Roll of Thunder, Hear My Cry By Mildred D. Taylor
This Newbery Medal winner, first published in 1976, is unforgettable because of the voice of its young narrator, Cassie Logan. In piercing prose, she tells us what it was like to be the daughter of a black farmer and a school teacher in 1933 Mississippi. The book is full of racism and danger, but also hope. I read the book aloud to my son when he was 12, and I felt like he got the history lesson, in the best way.

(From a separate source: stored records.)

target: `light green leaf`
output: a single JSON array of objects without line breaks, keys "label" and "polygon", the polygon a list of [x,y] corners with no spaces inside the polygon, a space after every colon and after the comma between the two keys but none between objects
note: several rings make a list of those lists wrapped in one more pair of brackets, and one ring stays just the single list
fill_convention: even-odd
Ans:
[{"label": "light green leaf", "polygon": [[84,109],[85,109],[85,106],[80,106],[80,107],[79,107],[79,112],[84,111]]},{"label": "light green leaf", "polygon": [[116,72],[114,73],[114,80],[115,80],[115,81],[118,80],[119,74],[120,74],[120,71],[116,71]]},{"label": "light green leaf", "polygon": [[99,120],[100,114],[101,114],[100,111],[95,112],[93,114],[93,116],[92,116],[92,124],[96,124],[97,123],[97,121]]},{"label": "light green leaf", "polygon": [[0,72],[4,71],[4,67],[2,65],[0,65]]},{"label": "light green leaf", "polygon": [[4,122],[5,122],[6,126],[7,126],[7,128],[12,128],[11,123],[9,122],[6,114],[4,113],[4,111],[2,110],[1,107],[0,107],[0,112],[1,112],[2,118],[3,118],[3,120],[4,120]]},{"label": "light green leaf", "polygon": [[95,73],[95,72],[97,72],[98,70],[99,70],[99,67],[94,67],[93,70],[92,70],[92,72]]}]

This Beautiful Life By Helen Schulman
The best parts of Schulman’s cautionary novel about teen sexting are told from the point of view of Jake, a 15-year-old at the New York prep school Riverdale. He gets a porn video from a younger girl named Daisy, and in a rash, unthinking moment forwards it to one friend—as you can imagine, that proves to be a mistake of devastating proportions. The book takes place in the rarefied society of wealthy New York, but its reach is much broader, I think, and I give Schulman a lot of credit for the care she takes with the teenage characters, especially the boys, who have stuck with me.
Moon Over Manifest By Clare Vanderpool
This is one of the best books I’ve listened to with my kids and husband. Another Newbury winner, it unfurls as a historical detective story, moving back and forth between the Depression-era present in the made-up town of Manifest, Kansas, and the World War I past a generation earlier. In the audio version, different actors read various characters’ voices, adding to the drama. I especially love the relationship between the girl narrator, Abilene Tucker, and Miss Sadie, the wise older seer of Manifest. Their bond shows, without ever having to tell, what a lost child can gain in love and knowledge from someone who takes on the role of adoptive grandparent.
The Great Gilly Hopkins By Katherine Paterson
This is also a fabulous book to listen to with kids, though expect to cry. Gilly is a foster child who acts crazy mean because she can’t let go of the dream of her biological mother. She has a foster mother, who won’t give up on her, though, and a vulnerable foster brother who teaches her what it means to be needed. This book tackles some of the toughest themes in American life—race, class, and parental abandonment—reaching across the generations since it was written, in 1978, with realism and relevance.